Mail Image OCR

Workflow
Working Solution Example 2
Working Solution Example 1

For my entry into the AI Hackathon, I wanted to build something that made use of the variety of offerings from AWS, not just use a single service.

The basic premise was to build a pipeline where you can provide an image containing some text and have the text extracted, language identified, sentiment evaluated and a translation into English provided if needed. There are some real-world use-cases where this could be useful, ie. taking a picture of the whiteboard after a meeting to have a record of the discussion and use the text for indexing. Or seeing an article about a favourite celebrity in a foreign language and finding out what it says about them.

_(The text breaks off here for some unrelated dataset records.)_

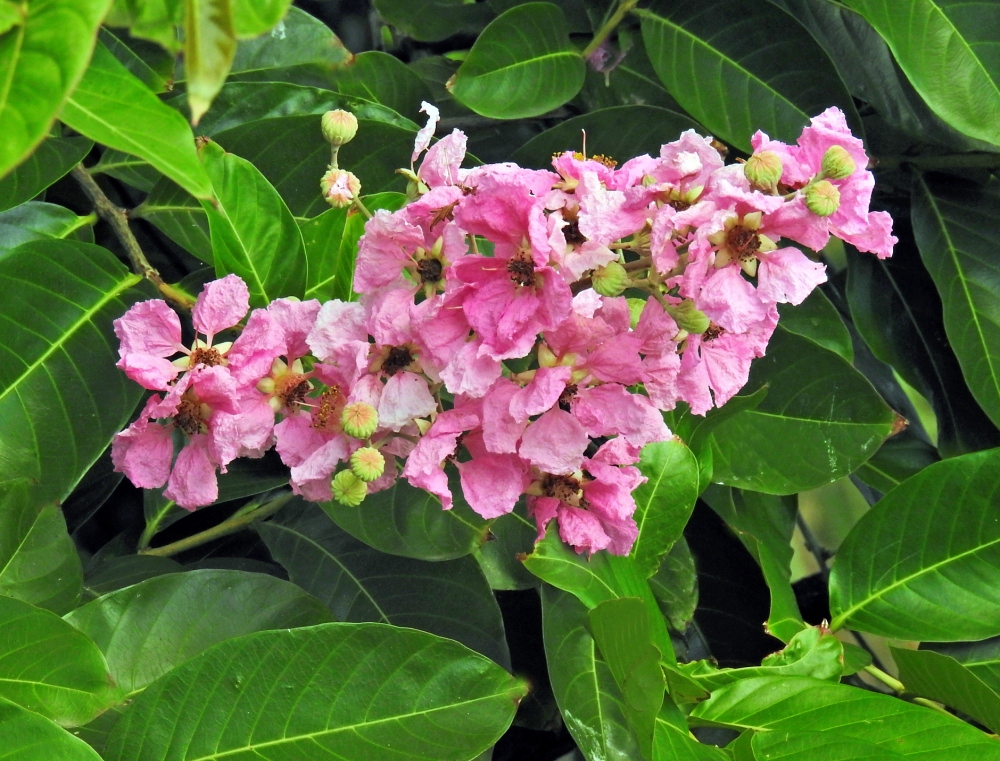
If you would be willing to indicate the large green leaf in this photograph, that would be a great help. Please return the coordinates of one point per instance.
(411, 522)
(147, 629)
(112, 107)
(801, 704)
(588, 697)
(664, 502)
(42, 60)
(954, 225)
(738, 67)
(948, 49)
(51, 160)
(819, 421)
(620, 132)
(924, 563)
(49, 667)
(253, 233)
(523, 64)
(333, 691)
(28, 737)
(38, 561)
(61, 396)
(450, 598)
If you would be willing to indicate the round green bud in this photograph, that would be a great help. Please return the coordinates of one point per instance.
(367, 463)
(359, 420)
(822, 198)
(348, 489)
(339, 127)
(763, 169)
(610, 280)
(837, 163)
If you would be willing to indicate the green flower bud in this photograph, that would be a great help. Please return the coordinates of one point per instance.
(837, 163)
(367, 463)
(822, 198)
(339, 127)
(610, 280)
(348, 489)
(764, 169)
(359, 420)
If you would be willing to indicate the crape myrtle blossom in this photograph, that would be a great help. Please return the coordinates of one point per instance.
(518, 335)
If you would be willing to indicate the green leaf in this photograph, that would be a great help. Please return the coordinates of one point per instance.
(942, 678)
(620, 132)
(411, 522)
(675, 586)
(450, 598)
(946, 48)
(112, 107)
(28, 737)
(588, 697)
(819, 421)
(147, 629)
(522, 65)
(924, 563)
(61, 396)
(794, 704)
(738, 67)
(42, 60)
(332, 691)
(49, 667)
(253, 233)
(51, 160)
(954, 224)
(434, 20)
(38, 561)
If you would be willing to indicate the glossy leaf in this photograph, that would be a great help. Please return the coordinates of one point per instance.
(772, 704)
(61, 397)
(942, 678)
(523, 64)
(819, 421)
(738, 67)
(620, 133)
(589, 699)
(49, 667)
(449, 598)
(327, 692)
(147, 629)
(43, 59)
(28, 736)
(924, 563)
(38, 561)
(50, 161)
(946, 48)
(664, 502)
(410, 522)
(253, 233)
(112, 107)
(953, 224)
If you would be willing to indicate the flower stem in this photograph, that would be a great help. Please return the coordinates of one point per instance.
(609, 26)
(117, 217)
(237, 522)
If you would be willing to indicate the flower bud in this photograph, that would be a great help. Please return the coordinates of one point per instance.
(837, 163)
(367, 463)
(610, 280)
(359, 420)
(348, 489)
(340, 188)
(822, 198)
(339, 127)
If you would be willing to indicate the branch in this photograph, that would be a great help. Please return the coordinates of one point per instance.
(117, 217)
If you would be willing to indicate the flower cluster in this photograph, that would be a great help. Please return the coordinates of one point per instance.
(526, 327)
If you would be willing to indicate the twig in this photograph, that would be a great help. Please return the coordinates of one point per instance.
(117, 217)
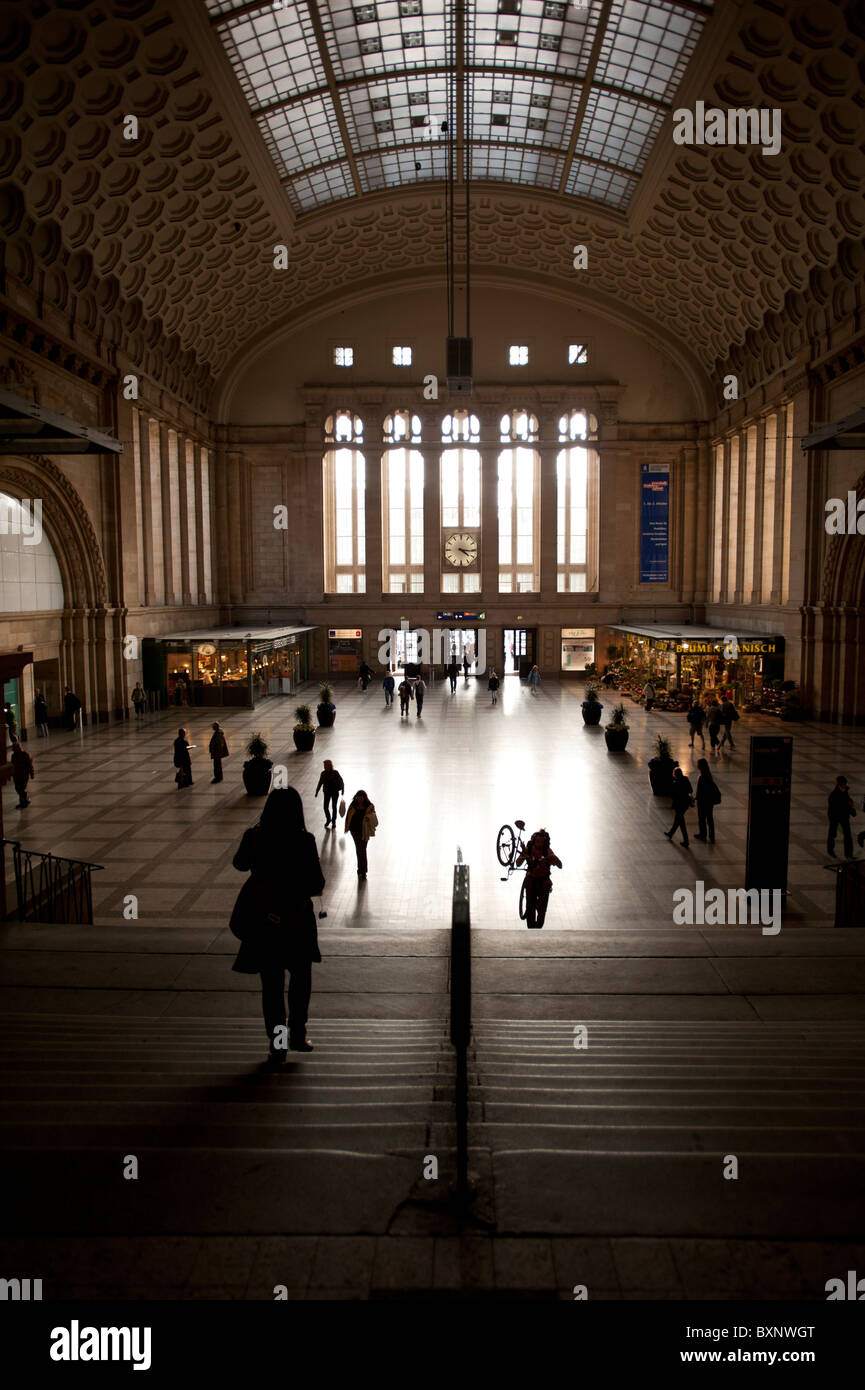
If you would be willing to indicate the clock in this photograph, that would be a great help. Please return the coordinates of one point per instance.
(462, 549)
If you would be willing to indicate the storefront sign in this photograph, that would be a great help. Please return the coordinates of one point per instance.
(654, 523)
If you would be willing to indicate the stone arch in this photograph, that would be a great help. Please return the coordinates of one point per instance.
(67, 526)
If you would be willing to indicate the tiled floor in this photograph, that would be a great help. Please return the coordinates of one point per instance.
(438, 783)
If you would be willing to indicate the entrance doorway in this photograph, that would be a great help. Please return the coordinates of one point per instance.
(518, 656)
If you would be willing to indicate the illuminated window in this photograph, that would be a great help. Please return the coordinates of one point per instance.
(402, 506)
(577, 505)
(519, 506)
(344, 505)
(461, 491)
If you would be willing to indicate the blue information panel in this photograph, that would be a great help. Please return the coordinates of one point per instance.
(654, 523)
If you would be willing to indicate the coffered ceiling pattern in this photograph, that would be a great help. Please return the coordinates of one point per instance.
(166, 243)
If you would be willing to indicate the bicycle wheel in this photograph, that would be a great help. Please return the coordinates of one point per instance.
(504, 845)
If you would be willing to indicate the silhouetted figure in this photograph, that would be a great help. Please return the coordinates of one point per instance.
(682, 802)
(219, 749)
(840, 811)
(182, 761)
(42, 715)
(333, 784)
(360, 823)
(22, 772)
(538, 859)
(276, 920)
(71, 709)
(708, 797)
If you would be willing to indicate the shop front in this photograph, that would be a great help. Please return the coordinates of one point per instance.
(701, 662)
(225, 667)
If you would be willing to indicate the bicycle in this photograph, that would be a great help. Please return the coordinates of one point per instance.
(509, 845)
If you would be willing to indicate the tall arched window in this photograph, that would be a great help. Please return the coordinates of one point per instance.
(344, 505)
(402, 506)
(461, 503)
(519, 505)
(577, 505)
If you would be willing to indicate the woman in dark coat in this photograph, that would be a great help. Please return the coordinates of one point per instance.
(682, 801)
(276, 920)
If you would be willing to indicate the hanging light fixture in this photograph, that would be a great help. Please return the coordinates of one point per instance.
(456, 129)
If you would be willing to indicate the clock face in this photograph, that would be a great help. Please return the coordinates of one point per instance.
(461, 549)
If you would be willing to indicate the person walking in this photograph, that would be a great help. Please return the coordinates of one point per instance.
(708, 797)
(274, 918)
(405, 695)
(360, 823)
(840, 811)
(538, 859)
(22, 772)
(697, 717)
(683, 799)
(331, 783)
(71, 709)
(42, 715)
(420, 692)
(182, 761)
(728, 717)
(219, 749)
(714, 723)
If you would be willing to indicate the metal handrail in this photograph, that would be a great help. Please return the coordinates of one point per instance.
(52, 887)
(461, 1019)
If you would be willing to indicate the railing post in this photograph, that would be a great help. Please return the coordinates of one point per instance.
(461, 1020)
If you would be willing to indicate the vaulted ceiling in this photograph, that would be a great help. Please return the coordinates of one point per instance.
(163, 245)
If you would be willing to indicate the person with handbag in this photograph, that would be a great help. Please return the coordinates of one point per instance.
(182, 761)
(274, 918)
(683, 799)
(333, 784)
(219, 749)
(708, 797)
(360, 823)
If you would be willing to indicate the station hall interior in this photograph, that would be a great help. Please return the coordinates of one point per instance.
(519, 348)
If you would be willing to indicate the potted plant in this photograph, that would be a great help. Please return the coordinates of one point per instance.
(661, 767)
(305, 730)
(616, 731)
(326, 710)
(591, 705)
(256, 770)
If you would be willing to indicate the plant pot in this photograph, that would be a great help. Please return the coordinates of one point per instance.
(256, 776)
(616, 740)
(661, 776)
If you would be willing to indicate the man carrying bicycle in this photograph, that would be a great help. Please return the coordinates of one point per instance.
(540, 859)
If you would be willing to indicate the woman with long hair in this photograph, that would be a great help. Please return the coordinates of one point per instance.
(360, 822)
(276, 920)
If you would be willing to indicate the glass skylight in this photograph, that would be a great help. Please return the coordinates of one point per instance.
(355, 100)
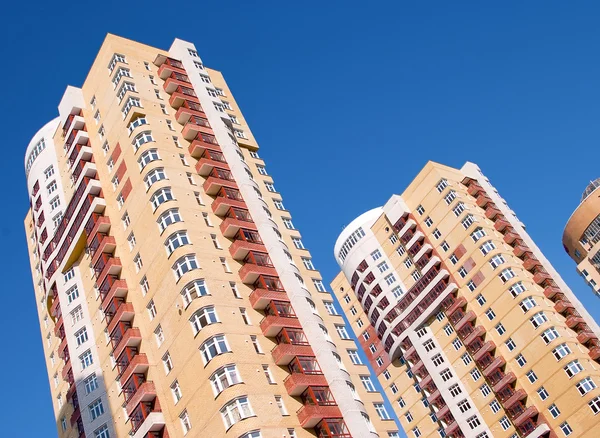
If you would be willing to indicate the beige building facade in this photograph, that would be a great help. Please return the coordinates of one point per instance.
(470, 329)
(175, 295)
(581, 238)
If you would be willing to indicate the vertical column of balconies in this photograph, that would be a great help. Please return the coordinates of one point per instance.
(280, 323)
(562, 305)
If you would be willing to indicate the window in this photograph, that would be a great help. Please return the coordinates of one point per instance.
(86, 359)
(496, 261)
(585, 385)
(451, 196)
(235, 411)
(367, 383)
(90, 383)
(153, 176)
(527, 304)
(381, 411)
(102, 432)
(159, 335)
(485, 390)
(468, 221)
(531, 376)
(487, 247)
(72, 294)
(213, 347)
(81, 336)
(147, 157)
(538, 319)
(186, 424)
(167, 362)
(455, 390)
(594, 405)
(203, 317)
(517, 288)
(566, 429)
(96, 409)
(473, 422)
(185, 264)
(464, 406)
(573, 368)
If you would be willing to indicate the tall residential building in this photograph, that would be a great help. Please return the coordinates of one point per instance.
(175, 295)
(581, 237)
(470, 329)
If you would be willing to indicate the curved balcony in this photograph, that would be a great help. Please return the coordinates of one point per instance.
(271, 324)
(250, 272)
(458, 303)
(284, 353)
(260, 298)
(551, 291)
(213, 184)
(310, 415)
(495, 364)
(197, 126)
(230, 226)
(510, 237)
(469, 316)
(296, 383)
(563, 305)
(506, 380)
(206, 164)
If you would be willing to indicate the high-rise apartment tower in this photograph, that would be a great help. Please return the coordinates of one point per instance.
(471, 331)
(581, 237)
(175, 295)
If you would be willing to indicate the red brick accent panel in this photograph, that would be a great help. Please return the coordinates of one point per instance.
(126, 189)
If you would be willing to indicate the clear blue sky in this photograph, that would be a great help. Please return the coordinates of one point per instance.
(348, 101)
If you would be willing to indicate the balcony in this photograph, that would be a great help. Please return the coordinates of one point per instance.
(495, 364)
(506, 380)
(231, 225)
(271, 324)
(586, 336)
(550, 291)
(176, 80)
(528, 413)
(144, 393)
(458, 303)
(487, 347)
(510, 237)
(250, 272)
(541, 277)
(206, 164)
(573, 320)
(213, 184)
(124, 312)
(562, 305)
(469, 316)
(284, 353)
(483, 200)
(296, 383)
(477, 331)
(310, 415)
(137, 365)
(131, 338)
(198, 127)
(240, 248)
(260, 298)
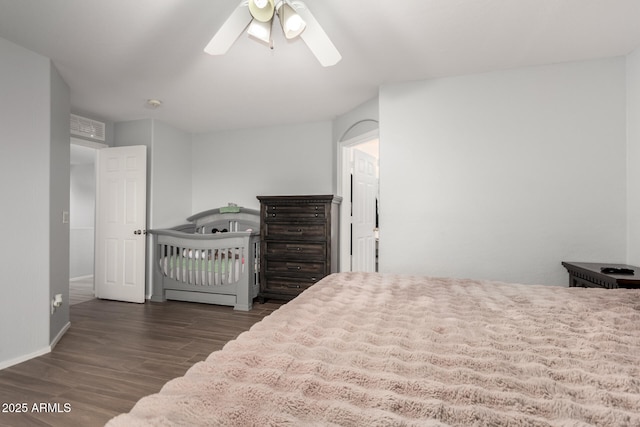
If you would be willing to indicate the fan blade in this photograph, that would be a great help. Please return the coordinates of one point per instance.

Originally I wanted to build a loosely coupled architecture using SQS to move the messages through the pipeline, or use a State Model to co-ordinate all the actions but after PoCing the Rekognition, Comprehend and Translate parts of the solution, it became clear that their performance made it unnecessary to over engineer. That being said, an future extension of the solution would probably be better served by decoupling all the actions to make it more robust in handling exceptions or unexpected performance degradations from the AWS services.

For the security and privacy part of the solution, the pipeline is only addressable from the single email address, AIHackathon@perrie.uk, and the results are returned only to the original sender. Additionally, all emails and attachments are deleted from the S3 buckets after processing. No sensitive data is logged to the Cloudwatchh logs either.